De geleerde joannes ludovicus vives, een Spanjaard van geboorte, doch die als Hoogleeraar te Leuven en als Leermeester van karel den V een goed deel van zijn leven hier te lande gesleten heeft, alwaar hij ook in 1541 overleden is, schreef, onder vele andere werken (welke gezamenlijk te Bazel in twee folio deelen uitgegeven zijn), deze Inleiding tot de ware Wijsheid. Ruim honderdvijftig jaren later werd dit werkje in de Nederlandsche taal overgebragt. ‘Wij hebben, (zegt het Voorberigt van dezen nieuwen druk) bij gebrek van 't oorspronkelijke Latijn, de oude vertaling ten grondslag gelegd, en dezelve, zoo door weglating, als door bekorting of verschikking, naar ons beste inzien, naar de behoeften des tijds en der taal gewijzigd, waar zulks noodig en nuttig scheen.’
Het werkje is in 14 Hoofdstukken afgedeeld, welke gezamenlijk een vierhonderdtal zedelessen, spreuken, leefregels en opmerkingen inhouden. Er is, naar ons oordeel, veel goeds in; maar ook veel, 't welk, in onze dagen althans, gemakkelijk kon gemist worden.

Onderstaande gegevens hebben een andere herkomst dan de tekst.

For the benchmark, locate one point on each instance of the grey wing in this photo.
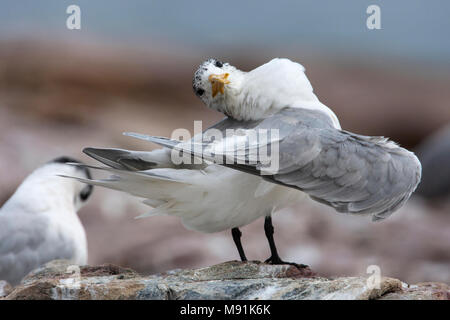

De Latijnsche kleur, die er sterk, ja te sterk in doorstraalt, geeft aan den stijl iets stijfs en onnatuurlijks. Voor een meesterstuk houden wij het boeksken evenmin, als wij er de groote praktische nuttigheid voor onzen tijd van inzien. Wij kunnen ons echter in 't algemeen vereenigen met hetgeen in het slot van het Voorberigt gezegd wordt, ‘dat het den Schrijver in een beminnelijk daglicht plaatst, en, den verstandigen en zachtmoedigen geest van zijn' beroemden tijdgenoot erasmus ademende, ook nu nog waardig is om gelezen en betracht te worden;’ ofschoon wij hierbij tevens moeten opmerken, dat, daar wij niet weten, wat de eerste Vertaler en de nieuwe Uitgever er zoo al uitgelaten hebben, het thans geenen maatstaf oplevert, om de geheele denkwijze van den Schrijver met juistheid te kennen en te beoordeelen.